O presente artigo analisa a relevância da formação pedagógica para líderes e educadores cristãos no processo de acolhimento e inclusão de pessoas com “Transtorno do Espectro Autista (TEA)”.
Partindo do pressuposto de que a igreja é um espaço de socialização e vivência espiritual, discute-se a necessidade de adaptações metodológicas, criação de ambientes acessíveis e a quebra de barreiras atitudinais. O estudo conclui que a capacitação continuada é o caminho para transformar a “aceitação” em “pertencimento” real. A igreja, enquanto instituição fundamentada no amor ao próximo e na comunhão, enfrenta o desafio contemporâneo de se tornar verdadeiramente acessível.
No que tange ao Transtorno do Espectro Autista (TEA), a inclusão frequentemente esbarra na falta de conhecimento técnico e pedagógico. Este artigo propõe uma reflexão sobre como a formação de professores de Escola Bíblica e líderes ministeriais pode viabilizar um ambiente acolhedor e funcional para indivíduos neurodivergentes.
O autismo é caracterizado por déficits na comunicação social e padrões restritos de comportamento. No ambiente eclesial, estímulos sensoriais (música alta, iluminação) e a rigidez das liturgias podem ser excludentes.
Barreira atitudinal: O preconceito ou a visão do autismo como uma “doença a ser curada” ou falta de disciplina, em vez de uma condição neurobiológica a ser compreendida.
Barreira metodológica: O ensino bíblico focado apenas na abstração e na oralidade, dificultando a compreensão para pensadores visuais. Para que a aceitação seja efetiva, a formação pedagógica deve contemplar três eixos principais:
- Alfabetização neurocientífica: É fundamental que os educadores compreendam o funcionamento do cérebro autista, incluindo a hipersensibilidade sensorial e a necessidade de previsibilidade (rotina).

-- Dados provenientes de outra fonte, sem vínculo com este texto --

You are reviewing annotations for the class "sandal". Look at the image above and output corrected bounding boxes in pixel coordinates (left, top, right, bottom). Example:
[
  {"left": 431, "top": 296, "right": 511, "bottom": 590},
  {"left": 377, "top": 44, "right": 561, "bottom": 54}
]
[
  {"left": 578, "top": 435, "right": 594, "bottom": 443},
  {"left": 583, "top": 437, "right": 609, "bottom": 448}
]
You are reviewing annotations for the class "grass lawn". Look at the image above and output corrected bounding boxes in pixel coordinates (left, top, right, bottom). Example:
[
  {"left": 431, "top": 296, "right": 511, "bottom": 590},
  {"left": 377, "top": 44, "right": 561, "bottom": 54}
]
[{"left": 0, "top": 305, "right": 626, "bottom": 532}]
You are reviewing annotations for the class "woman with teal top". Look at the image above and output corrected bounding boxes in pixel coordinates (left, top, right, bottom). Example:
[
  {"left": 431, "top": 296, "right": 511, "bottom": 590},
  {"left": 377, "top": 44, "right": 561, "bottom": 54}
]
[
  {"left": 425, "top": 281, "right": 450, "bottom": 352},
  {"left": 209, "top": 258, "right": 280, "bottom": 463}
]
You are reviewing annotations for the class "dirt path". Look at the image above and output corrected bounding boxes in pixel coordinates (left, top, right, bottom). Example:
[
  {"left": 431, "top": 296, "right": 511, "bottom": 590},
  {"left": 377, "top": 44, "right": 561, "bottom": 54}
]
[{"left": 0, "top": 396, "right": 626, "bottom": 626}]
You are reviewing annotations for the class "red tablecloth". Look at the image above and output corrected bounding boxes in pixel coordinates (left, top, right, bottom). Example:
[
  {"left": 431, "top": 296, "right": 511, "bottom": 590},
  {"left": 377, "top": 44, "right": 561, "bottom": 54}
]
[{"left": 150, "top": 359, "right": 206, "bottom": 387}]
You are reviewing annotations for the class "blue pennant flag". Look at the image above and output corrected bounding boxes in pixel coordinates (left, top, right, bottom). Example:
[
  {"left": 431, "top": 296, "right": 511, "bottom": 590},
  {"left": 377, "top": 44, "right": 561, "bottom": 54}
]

- Adaptação de recursos didáticos: A aplicação de metodologias ativas e recursos visuais. O uso de sistemas como o PECS ou histórias sociais para explicar ritos (batismo, ceia) facilita o aprendizado espiritual.
- Manejo de comportamento: Capacitar a liderança para lidar com crises sensoriais de forma empática, evitando o julgamento moral e oferecendo suporte à família. A formação pedagógica frutifica na criação de espaços físicos e litúrgicos que respeitam a neurodiversidade.
A implementação de salas de recurso (ou salas sensoriais) dentro das igrejas é uma estratégia pedagógica que visa oferecer um refúgio para momentos de desregulação. Características: Ambientes com iluminação reduzida, isolamento acústico e objetos de autorregulação (fidget toys, mantas ponderadas). Função: Diferente de uma sala de isolamento, a sala de recurso é um espaço de suporte onde o autista pode se reorganizar sensorialmente para retornar à atividade comunitária. O culto adaptado é uma modificação na estrutura litúrgica que não altera a essência teológica, mas ajusta a forma: Redução de estímulos: Controle de volume do som e intensidade das luzes. Antecipação litúrgica: Uso de cronogramas visuais (checklists) para que o autista saiba exatamente o que acontecerá (louvor, oração, pregação, encerramento). Flexibilidade: Aceitação de movimentos estereotipados ou a necessidade de caminhar durante a celebração, educando a congregação sobre o respeito a essas manifestações.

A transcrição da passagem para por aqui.